How to Stick with Your Virtues and Good Purposes
July 27, 2017

Use these motivating practices to affirm your belief in yourself – that you can live a life of virtue and purpose.

1. Motivating reflections

  • Reflect on the benefits to yourself of living from a virtue or purpose; do things to keep those benefits in mind (e.g., post a list of reasons on a bathroom mirror or the fridge).
  • Reflect on the benefits to others of living from a virtue or purpose; really try to have positive feelings about those benefits, not just a passing thought.
  • Consider the costs to yourself and to others of not living from virtue or purpose.
  • Allow yourself to feel appropriate remorse for not living from a virtue or purpose.

2. Commit yourself

  • Privately “take precepts,” give yourself admonitions, or make a vow to yourself or to God.
  • Declare yourself publicly and commit yourself to others. For instance, make a solemn promise to a significant person that you will stick with a commitment (e.g., routine exercise, no junky sweets, less alcohol, daily meditation) unless you specifically tell him or her that you have changed that commitment.
  • Get a little angry at the tendencies, addictions, sloth, etc. that arise in the mind to divert you from your virtue or purpose.
  • Write a letter to yourself to be read if you start to fade in your commitment.
  • If it works for you, imagine a friend, teacher, group of people, body of teaching (e.g., the Bible, Buddhadharma), or perhaps spirit or God, who stand for virtues or purposes you want to live by, and basically, do what they tell you to do.
  • In general, surrender to your highest virtues and purposes. Give yourself over to them and let them run your life. In a deep sense, real will is surrender to a higher purpose.

3. Setting virtue and purpose before the mind

  • Do things that remind you of your highest intentions. For example, in the morning, write out some key purposes for yourself for the day. At the end of the day, write in a journal, perhaps in a structured format (e.g., How did I live by my highest purposes today? How did I not? What do I want to focus on tomorrow?). Post intentions, admonitions, inspiring quotes from others, motivating pictures or collages, etc. where you will see them regularly.
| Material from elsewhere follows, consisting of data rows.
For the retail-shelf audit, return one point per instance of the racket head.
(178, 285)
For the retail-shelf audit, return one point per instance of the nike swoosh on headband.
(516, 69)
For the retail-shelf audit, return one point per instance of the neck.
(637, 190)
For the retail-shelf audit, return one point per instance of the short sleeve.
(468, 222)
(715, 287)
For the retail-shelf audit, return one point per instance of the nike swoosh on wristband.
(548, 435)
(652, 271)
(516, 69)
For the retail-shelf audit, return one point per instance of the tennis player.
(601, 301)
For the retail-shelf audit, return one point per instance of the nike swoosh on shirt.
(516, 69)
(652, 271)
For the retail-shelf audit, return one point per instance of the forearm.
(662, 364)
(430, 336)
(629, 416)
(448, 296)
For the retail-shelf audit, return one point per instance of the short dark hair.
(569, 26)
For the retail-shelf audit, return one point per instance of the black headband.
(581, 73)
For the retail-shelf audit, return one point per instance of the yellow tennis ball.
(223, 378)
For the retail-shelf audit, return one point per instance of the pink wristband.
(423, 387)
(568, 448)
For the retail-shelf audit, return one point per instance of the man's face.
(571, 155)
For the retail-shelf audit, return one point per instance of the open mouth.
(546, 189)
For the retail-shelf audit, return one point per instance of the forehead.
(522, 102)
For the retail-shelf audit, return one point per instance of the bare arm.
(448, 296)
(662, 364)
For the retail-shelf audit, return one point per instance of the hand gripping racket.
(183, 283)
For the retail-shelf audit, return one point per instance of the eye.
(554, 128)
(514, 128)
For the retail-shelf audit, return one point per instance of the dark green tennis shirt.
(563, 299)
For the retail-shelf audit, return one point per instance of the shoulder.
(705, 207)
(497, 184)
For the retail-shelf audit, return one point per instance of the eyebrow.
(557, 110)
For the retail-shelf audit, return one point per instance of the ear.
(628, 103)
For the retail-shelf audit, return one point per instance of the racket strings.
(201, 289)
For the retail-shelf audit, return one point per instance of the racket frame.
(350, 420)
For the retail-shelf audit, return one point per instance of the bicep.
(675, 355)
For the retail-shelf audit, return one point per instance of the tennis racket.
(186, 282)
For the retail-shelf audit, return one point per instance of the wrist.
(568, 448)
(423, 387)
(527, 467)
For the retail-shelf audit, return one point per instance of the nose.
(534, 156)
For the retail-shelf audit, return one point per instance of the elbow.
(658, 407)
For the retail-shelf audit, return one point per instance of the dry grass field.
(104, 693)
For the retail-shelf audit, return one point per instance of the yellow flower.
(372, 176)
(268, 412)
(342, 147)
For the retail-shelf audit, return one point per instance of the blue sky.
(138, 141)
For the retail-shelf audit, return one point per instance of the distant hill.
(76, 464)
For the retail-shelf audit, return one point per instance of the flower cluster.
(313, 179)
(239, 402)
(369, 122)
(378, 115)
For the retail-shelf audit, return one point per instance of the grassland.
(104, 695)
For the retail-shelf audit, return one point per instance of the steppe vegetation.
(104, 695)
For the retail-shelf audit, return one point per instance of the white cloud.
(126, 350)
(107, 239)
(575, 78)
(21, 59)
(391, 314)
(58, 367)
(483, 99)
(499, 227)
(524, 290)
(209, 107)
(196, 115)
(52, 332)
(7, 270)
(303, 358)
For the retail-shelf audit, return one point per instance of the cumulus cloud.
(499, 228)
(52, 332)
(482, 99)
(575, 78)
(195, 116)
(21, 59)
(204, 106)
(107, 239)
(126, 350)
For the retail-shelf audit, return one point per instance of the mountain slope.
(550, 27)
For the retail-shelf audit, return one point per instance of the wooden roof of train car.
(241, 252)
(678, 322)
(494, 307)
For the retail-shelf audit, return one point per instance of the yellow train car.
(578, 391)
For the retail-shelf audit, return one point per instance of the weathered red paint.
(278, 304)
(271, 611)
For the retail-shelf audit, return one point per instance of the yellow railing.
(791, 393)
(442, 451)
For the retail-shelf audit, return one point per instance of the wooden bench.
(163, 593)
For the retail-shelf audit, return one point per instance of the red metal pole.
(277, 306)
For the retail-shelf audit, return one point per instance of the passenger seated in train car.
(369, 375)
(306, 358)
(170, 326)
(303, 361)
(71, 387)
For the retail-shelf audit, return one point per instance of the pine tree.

Name your highest commitments to yourself just before sleep and upon waking.
  • Notice the benefits of your virtues and purposes; really soak in the experience of those benefits so that you will naturally be attracted in that direction in the future.
  • In general, surrender to your highest virtues and purposes; give yourself over to them; give up, and let them run your life.
  • If it works for you, imagine a friend, teacher, group of people, body of teaching (e.g., the Bible, Buddhadharma), or perhaps spirit or God, who stand for virtues or purposes you want to live by, and basically, do what they tell you to do.

4. Making it easy for yourself

  • Seek “good company.” This includes: friends who support you; an exercise buddy; mentors/ teachers who inspire you; communities of like-minded people; routine involvement in a church, synagogue, runner’s group, meditation class, etc.
  • Prime the pump: do things that put yourself in a place where it is easier, or you are more inclined, to do the right thing (e.g., go to bed sooner, meditate or read inspirational/spiritual literature in the morning).
  • Create routines that embody your virtues and good purposes – like a blessing before a meal, a regular volunteer commitment on the first Saturday morning of each month, or ten minutes of yoga after coming home from work – and which are woven into the fabric of daily life so they’re easy to do, and so the people you live with expect you to do them.
  • Remove temptations (e.g., don’t bring alcohol into the house, stay out of the dessert aisle at the supermarket, put the alarm clock across the room from the bed so you have to get up to turn it off).
  • If feelings or desires come up that would divert you from a commitment – like a craving for a food or the urge to turn the alarm off and skip the gym this morning – notice them as an experience . . . and then just ignore them. You could think or say to yourself things like: “It’s just a craving, it’s just sloth or laziness . . . SO WHAT?!”
  • As a broad principle: do activities that intensify the will, like concentration practices, exercise, intense physical activity, or doing at least one thing each day that opposes a habit or tendency in yourself.
  • Take things one day at a time. Or make an agreement with yourself that you will do things a certain way for a specific amount of time, and then reevaluate.